A few days ago, I wrote about the demise of the rake. Now, another old-time implement appears destined to bite the dust...
RICHMOND, Va. – What's black and white and read all over? Not the white pages, which is why regulators have begun granting telecommunications companies the go-ahead to stop mass-printing residential phone books, a musty fixture of Americans' kitchen counters, refrigerator tops and junk drawers.
In the past month alone, New York, Florida and Pennsylvania approved Verizon Communications Inc.'s request to quit distributing residential white pages. Residents in Virginia have until Nov. 19 to provide comments on a similar request pending with state regulators.
So, there's one more thing in your junk drawer that will disappear. Besides, who knows anybody's phone number anymore?

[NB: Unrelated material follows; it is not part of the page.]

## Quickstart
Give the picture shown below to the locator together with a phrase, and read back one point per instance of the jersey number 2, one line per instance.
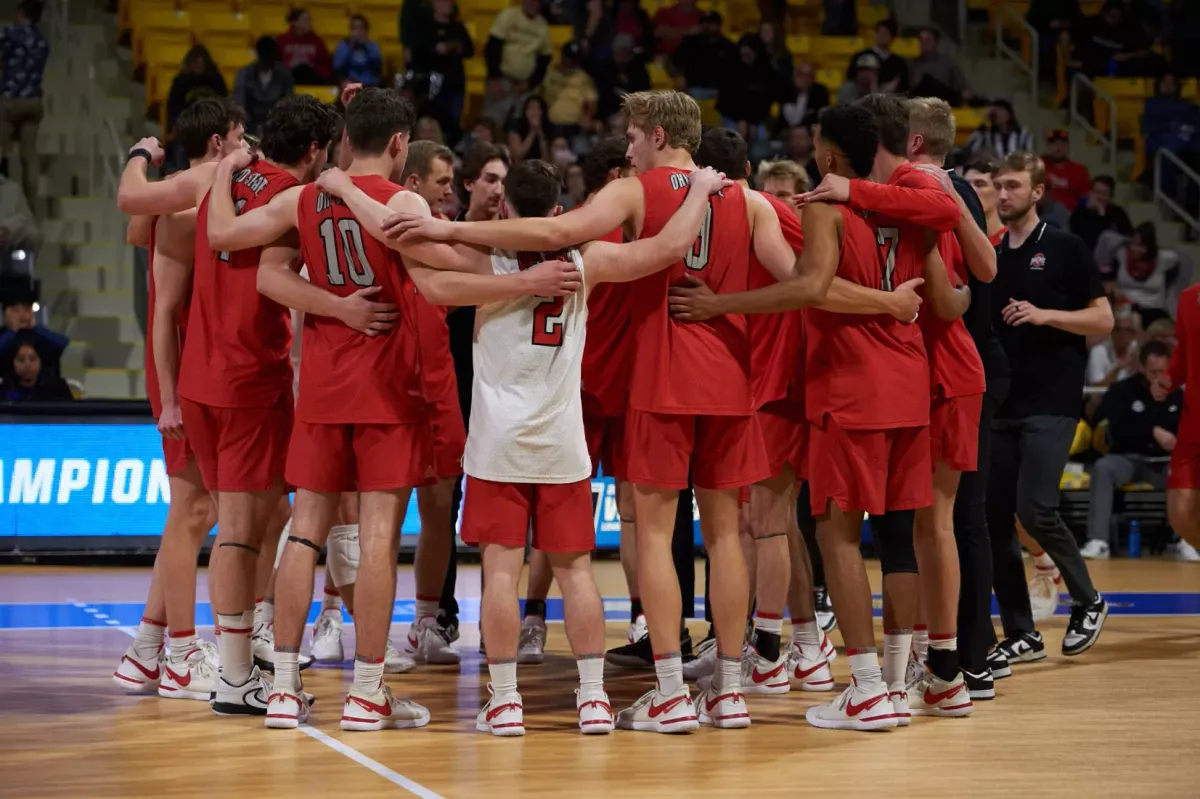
(888, 239)
(345, 235)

I don't, and couldn't tell you the phone numbers of the people in my cell phone's directory if you held a loaded gun to my head. They go in, and when the phone rings, their name comes up. When I call somebody, I look them up by name.
And a survey conducted for SuperMedia Inc. by Gallup shows that between 2005 and 2008, the percentage of households relying on stand-alone residential white pages fell from 25 percent to 11 percent. Dallas-based SuperMedia, which publishes Verizon's telephone directories, has instead focused on its yellow pages and paid advertising listings and their online equivalents.
I don't know where this is all going, but if they asked me, I'd tell them to give me a CD with the phone listings on it, and I'll load it into my PC and look up numbers that way. I use the Yellow Pages on occasion, but why do I need a bulky book in my house when I can have a thin CD? If some old-timer wants a phone book, let him pay for it or special-order it.
It will wind up in a closet with his Rolodex, handwritten personal phone book and his TV Guide collection. Let's move it along, gang.